In The First Thanksgiving: What the Real Story Tells Us About Loving God and Learning from History, Robert Tracy McKenzie takes the historical challenges posed by the Pilgrims as his starting point. I cannot recall ever reading a book quite like The First Thanksgiving. It is an entertaining retelling of a seminal moment in American history””and a remarkable reflection on how Christians should handle history in general.
American evangelicals seem to have reached a crisis point over the study of history, especially the history of the American founding. For decades, many evangelicals have turned to popular history writers who have presented America, especially of the colonial and Revolutionary era, as a straightforwardly Christian nation. In response, a respected cohort of academic evangelical historians, led by Mark Noll and George Marsden (my doctoral advisor), have concurrently mapped out a more complex view of religion’s importance in American history.

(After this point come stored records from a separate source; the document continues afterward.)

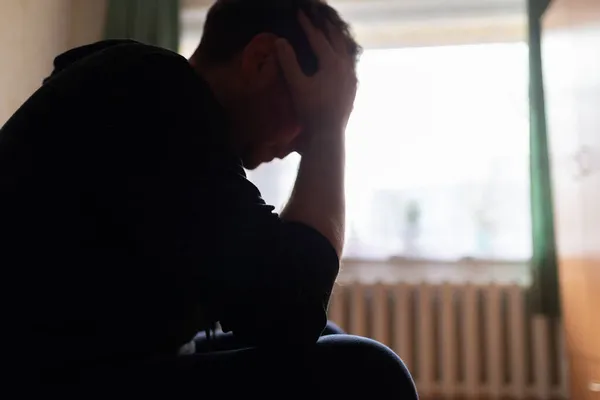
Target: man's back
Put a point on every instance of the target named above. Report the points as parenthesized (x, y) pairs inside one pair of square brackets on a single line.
[(80, 168)]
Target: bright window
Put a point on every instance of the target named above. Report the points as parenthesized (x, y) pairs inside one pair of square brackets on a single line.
[(437, 163)]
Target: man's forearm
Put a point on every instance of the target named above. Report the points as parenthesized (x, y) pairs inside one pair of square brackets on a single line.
[(318, 198)]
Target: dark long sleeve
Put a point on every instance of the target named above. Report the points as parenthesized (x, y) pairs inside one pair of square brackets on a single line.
[(251, 270), (128, 223)]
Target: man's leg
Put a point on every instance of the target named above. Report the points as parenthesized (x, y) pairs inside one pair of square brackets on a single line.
[(222, 341), (337, 366)]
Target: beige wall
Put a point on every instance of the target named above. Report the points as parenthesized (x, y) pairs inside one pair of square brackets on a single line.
[(32, 33)]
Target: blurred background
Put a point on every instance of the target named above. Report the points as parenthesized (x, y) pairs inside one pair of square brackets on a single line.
[(472, 170)]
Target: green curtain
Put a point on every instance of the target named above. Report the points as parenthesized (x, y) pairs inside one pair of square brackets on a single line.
[(544, 294), (154, 22)]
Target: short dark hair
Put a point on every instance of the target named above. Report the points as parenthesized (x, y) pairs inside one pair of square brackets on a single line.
[(231, 24)]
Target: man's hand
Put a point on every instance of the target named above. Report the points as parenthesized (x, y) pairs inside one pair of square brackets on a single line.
[(323, 102)]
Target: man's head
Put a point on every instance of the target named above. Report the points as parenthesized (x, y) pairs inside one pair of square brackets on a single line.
[(237, 56)]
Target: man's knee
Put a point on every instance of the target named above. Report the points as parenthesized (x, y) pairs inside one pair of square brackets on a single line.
[(368, 363)]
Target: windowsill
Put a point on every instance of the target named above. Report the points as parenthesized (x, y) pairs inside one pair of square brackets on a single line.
[(435, 272)]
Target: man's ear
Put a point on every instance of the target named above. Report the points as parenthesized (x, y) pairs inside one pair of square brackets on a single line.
[(259, 60)]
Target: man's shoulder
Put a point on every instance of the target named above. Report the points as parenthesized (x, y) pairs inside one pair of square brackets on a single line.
[(108, 57)]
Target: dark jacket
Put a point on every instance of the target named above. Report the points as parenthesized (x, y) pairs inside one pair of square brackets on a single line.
[(127, 225)]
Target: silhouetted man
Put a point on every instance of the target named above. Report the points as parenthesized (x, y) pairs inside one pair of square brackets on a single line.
[(129, 225)]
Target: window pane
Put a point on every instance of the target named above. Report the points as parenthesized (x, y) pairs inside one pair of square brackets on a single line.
[(437, 155)]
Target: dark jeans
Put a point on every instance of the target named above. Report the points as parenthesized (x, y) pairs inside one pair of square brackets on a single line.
[(338, 366)]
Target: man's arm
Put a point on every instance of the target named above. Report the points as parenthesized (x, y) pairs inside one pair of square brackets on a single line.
[(318, 198), (323, 102)]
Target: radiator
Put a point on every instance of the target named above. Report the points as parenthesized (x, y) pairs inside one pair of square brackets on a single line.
[(471, 340)]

While those academic evangelicals at least implicitly disagreed with parts of the “Christian America” thesis, they have struggled to compete with the popular audience won by writers such as Peter Marshall and, most controversially, David Barton. Barton’s recent book, The Jefferson Lies, which presented Thomas Jefferson as embracing relatively orthodox Christian views until late in life, unleashed an unprecedented torrent of evangelical and conservative criticism, precipitating the decision by Barton’s publisher, Thomas Nelson, to pull the book from distribution in 2012.